8.8 km hiking on Section 1 and 2 of the Speed River Trail

Click here for a map of trails along the Speed River

The Speed River is one of the main tributaries of the Grand River.  It flows from its source near Orton through Guelph, where it is joined by another major tributary, the Eramosa.  It enters the Grand River in Cambridge.  The Guelph Hiking Trail Club maintains the Speed River Trail, a hiking trail which runs from Guelph to Cambridge along the banks of the river.  The club publishes a guide book with instructions and maps of their trails, which is very helpful and can be purchased on their website.  The club also supports the Radial Line Trail, some sections of which follow the Eramosa River.  There are also a number of municipal trails associated with the rivers.
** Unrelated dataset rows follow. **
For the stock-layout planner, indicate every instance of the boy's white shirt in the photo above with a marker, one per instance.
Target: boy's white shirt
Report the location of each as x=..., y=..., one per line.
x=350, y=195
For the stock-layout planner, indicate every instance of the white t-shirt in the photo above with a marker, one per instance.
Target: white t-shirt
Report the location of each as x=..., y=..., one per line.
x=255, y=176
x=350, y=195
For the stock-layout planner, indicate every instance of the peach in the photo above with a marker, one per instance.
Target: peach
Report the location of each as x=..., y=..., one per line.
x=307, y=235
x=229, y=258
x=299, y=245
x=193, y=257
Today we decided to hike the first 2 of 3 sections of the Speed River Trail, which is marked by orange blazes on the main trail and blue blazes on side trails.  The trail starts at the Guelph Humane Society.  After passing behind the Guelph Water Treatment Plant, the trail wandered through a meadow.   Anemones, normally a spring flower, were still in bloom.

We crossed a rickety bridge and entered a mature woodlot.  Fortunately a gentle breeze kept the mosquitoes at bay.
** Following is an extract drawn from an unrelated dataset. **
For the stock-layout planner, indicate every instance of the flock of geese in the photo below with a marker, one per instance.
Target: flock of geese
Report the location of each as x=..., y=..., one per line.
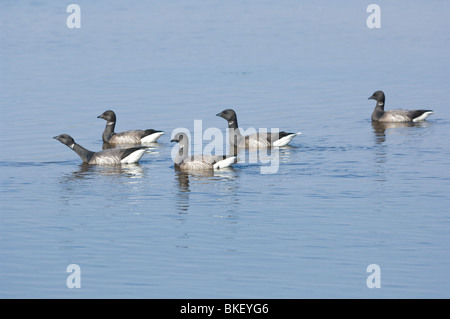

The well-marked and well-used trail ends at a small parking lot at Niska Road.  It then re-enters the wood.  This section of the trail is less maintained and there were a lot of dead branches on the trail, making it difficult to find at times.  We had to clamber over a dead tree at one point.  The trail is supposed to  run through a hedgerow along the edge of the road but it was very overgrown, so at this point we walked along Niska Road to Whitelaw Road.


Beware of mosquitoes, stinging nettles, swamps . . . and hunters!

The second section of the Speed River Trail takes a closed road allowance through an old gravel pit to a woodlot.  This section is closed from September 1 to January 20 during hunting season.  Initially the trail followed an old logging road but it soon headed into thick brush.  Fortunately someone had hiked the trail recently and we were able to follow the trampled vegetation when we lost sight of the orange blazes.  Spring was very wet this year and the marshy ground was still saturated.  In places makeshift bridges made of logs and old planks crossed tiny streams, but at times we sank into the mud.  The trail follows the edge of the river offering excellent views, but with the warm weather, the mosquitoes were out in full force so we didn’t linger.  At one point, we lost the trail amidst the thicket of fallen branches and had to retrace our steps.

Finally, the trail emerged along the edge of some fields and the wind swept the bugs away.  Milkweed plants were growing along the edge of the field and we spotted some monarch butterflies and some well-fed monarch caterpillars.


According to the guidebook, the third and final section of the Speed River Trail is extremely swampy.  Perhaps we will leave this section until next spring, when we will wear our waterproof boots and hike it before the mosquitoes emerge!